I never quite understood people. Oh, well I understand their insides alright. The heart beating quick or slow (now quick) based on the little chemicals sent out because of electricity coming all the way from the brain but really coming from the ears and shoulders because your friend just grabbed you and yelled and you didn’t expect it.
And I know why you didn’t expect it. Because that’s not something that happens every day (well maybe it does) and your brain, with all its little electrical wires made of neurons branching out axons and dendrites filled with chemicals and potassium, it isn’t scared of what happens every day. But it sure will want to beat a quick retreat from the unexpected.

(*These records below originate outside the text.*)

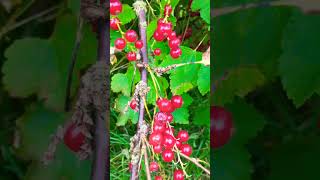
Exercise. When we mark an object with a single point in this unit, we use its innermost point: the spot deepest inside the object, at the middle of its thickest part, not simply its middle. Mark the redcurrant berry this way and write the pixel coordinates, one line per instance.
(167, 155)
(115, 7)
(165, 105)
(131, 56)
(176, 101)
(139, 44)
(221, 126)
(74, 138)
(155, 138)
(131, 36)
(154, 166)
(183, 136)
(157, 52)
(168, 141)
(175, 53)
(114, 22)
(167, 10)
(157, 148)
(174, 43)
(178, 175)
(186, 149)
(120, 43)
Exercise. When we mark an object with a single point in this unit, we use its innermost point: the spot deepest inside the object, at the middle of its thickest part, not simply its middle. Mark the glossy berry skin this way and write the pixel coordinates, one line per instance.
(120, 43)
(157, 149)
(157, 52)
(186, 149)
(160, 117)
(174, 43)
(172, 35)
(74, 138)
(178, 175)
(165, 105)
(115, 7)
(131, 56)
(167, 10)
(168, 141)
(131, 36)
(155, 138)
(221, 126)
(183, 136)
(169, 118)
(159, 127)
(176, 101)
(138, 44)
(167, 155)
(175, 53)
(154, 167)
(133, 104)
(158, 36)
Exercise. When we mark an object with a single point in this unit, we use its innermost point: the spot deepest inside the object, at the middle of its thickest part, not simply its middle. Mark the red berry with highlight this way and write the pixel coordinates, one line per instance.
(138, 44)
(167, 155)
(131, 56)
(74, 138)
(120, 43)
(131, 36)
(115, 7)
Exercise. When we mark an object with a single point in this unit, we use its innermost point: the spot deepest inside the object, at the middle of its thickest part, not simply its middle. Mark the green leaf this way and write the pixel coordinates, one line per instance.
(204, 7)
(181, 116)
(239, 82)
(127, 14)
(120, 83)
(121, 105)
(299, 64)
(182, 80)
(204, 79)
(31, 68)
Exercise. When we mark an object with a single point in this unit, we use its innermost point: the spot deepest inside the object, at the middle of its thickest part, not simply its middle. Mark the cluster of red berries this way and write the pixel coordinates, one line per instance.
(164, 31)
(162, 137)
(129, 37)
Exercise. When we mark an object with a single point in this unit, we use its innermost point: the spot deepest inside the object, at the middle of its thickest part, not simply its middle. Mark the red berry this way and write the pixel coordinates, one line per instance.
(221, 125)
(172, 35)
(183, 136)
(168, 141)
(157, 52)
(155, 138)
(158, 36)
(120, 43)
(157, 148)
(178, 144)
(131, 36)
(169, 118)
(115, 7)
(138, 44)
(114, 23)
(167, 10)
(167, 155)
(131, 56)
(133, 104)
(176, 101)
(154, 166)
(178, 175)
(159, 127)
(165, 105)
(174, 43)
(175, 53)
(74, 138)
(186, 149)
(160, 117)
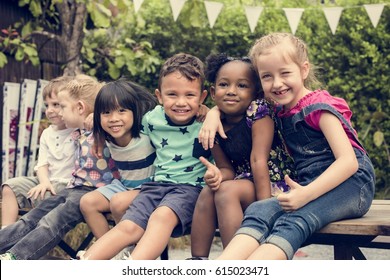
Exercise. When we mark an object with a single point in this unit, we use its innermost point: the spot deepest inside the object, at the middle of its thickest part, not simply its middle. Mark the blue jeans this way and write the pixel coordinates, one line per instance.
(267, 222)
(43, 227)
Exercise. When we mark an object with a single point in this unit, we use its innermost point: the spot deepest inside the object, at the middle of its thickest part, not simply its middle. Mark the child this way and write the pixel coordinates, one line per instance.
(42, 228)
(336, 177)
(119, 108)
(55, 162)
(246, 162)
(165, 206)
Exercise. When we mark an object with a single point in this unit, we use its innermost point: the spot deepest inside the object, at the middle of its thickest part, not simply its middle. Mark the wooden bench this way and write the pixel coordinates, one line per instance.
(348, 236)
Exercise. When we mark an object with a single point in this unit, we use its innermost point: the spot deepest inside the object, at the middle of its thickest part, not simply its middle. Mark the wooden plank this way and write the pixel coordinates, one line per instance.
(375, 222)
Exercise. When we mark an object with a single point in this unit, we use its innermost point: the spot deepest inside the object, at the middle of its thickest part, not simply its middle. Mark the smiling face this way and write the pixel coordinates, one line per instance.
(281, 78)
(180, 97)
(118, 124)
(234, 89)
(71, 111)
(52, 110)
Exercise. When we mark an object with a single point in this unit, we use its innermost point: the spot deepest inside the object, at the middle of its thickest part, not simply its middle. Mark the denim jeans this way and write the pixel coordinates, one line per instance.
(267, 222)
(43, 227)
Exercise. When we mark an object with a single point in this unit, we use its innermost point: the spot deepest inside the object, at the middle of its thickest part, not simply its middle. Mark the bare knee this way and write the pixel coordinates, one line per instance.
(7, 192)
(89, 202)
(205, 200)
(118, 206)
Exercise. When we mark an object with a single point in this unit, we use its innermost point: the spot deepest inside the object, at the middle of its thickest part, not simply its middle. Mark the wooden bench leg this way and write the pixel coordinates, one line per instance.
(342, 252)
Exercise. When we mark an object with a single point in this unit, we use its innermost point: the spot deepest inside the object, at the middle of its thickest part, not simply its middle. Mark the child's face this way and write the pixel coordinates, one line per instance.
(180, 97)
(281, 78)
(234, 89)
(70, 113)
(118, 124)
(52, 110)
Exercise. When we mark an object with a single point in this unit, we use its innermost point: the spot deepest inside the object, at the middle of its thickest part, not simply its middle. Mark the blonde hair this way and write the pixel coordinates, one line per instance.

I am not the unexpected. Hearts don’t beat quick for me. But people still run: muscles made of thick fibers called sarcomeres, packed with mitochondria but not chloroplasts (plants can’t run), pumping calcium in and out, contracting and relaxing, moving you around and when I’m around, moving you mostly away.

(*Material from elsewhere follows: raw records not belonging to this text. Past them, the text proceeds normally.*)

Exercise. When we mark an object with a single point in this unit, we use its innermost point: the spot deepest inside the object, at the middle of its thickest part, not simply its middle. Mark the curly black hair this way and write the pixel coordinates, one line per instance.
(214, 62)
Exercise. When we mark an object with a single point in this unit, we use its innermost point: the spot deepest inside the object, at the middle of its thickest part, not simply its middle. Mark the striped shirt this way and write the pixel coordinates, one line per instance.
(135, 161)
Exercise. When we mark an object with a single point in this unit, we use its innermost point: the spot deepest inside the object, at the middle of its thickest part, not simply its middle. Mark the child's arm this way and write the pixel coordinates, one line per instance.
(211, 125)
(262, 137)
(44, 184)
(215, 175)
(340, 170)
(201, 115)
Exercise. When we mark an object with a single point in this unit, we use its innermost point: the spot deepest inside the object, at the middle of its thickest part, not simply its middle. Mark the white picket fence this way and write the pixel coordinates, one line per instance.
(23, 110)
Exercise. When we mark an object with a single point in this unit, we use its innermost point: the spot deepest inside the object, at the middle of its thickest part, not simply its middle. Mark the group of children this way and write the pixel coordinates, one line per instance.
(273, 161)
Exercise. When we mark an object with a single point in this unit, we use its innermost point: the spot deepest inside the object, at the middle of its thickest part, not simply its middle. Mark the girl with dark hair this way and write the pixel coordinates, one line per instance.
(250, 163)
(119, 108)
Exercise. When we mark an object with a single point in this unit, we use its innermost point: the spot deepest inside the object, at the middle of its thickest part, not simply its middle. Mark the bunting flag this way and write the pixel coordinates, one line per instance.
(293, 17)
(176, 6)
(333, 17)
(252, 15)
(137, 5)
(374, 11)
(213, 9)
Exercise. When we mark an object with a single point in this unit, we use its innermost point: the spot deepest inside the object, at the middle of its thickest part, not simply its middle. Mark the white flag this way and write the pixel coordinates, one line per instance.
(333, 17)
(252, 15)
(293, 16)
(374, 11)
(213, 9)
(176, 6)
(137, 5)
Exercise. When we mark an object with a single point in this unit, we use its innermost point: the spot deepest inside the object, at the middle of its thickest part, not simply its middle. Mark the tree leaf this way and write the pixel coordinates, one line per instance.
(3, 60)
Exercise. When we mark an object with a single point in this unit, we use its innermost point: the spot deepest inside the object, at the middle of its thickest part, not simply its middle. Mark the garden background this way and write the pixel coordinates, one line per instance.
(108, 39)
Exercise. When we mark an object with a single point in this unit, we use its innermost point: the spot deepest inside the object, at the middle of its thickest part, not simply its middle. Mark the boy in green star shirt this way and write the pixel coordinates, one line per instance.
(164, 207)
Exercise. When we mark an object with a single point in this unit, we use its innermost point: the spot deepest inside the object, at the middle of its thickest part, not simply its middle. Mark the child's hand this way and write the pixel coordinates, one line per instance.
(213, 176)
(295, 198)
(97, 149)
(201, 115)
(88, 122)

Breathe quick now. Lungs, surrounded by ribs and pleural membrane, pulled by muscles (again) to expand and then contract, gases moving from blood to air to blood to air, and then flowing from blood to everywhere, to the sarcomeres and the little electrical wires made of flesh and the heart that’s stopped beating fast because it’s no longer unexpected that your friend grabbed you because that’s what friends do sometimes and somewhere in the bundle of flesh and nerves and muscle that you are, you knew that.
I wonder often if somewhere in my collection of liver and stomach and pancreas and gallbladder, there is a gut, the kind that feels things you can’t think because I think too much (oh, how I think too much) and I hope maybe I’ll find it in me one day, among all the arteries and portal veins and smooth muscle cells and sodium bicarbonate, I hope I’ll find the thing people keep referring to as a heart.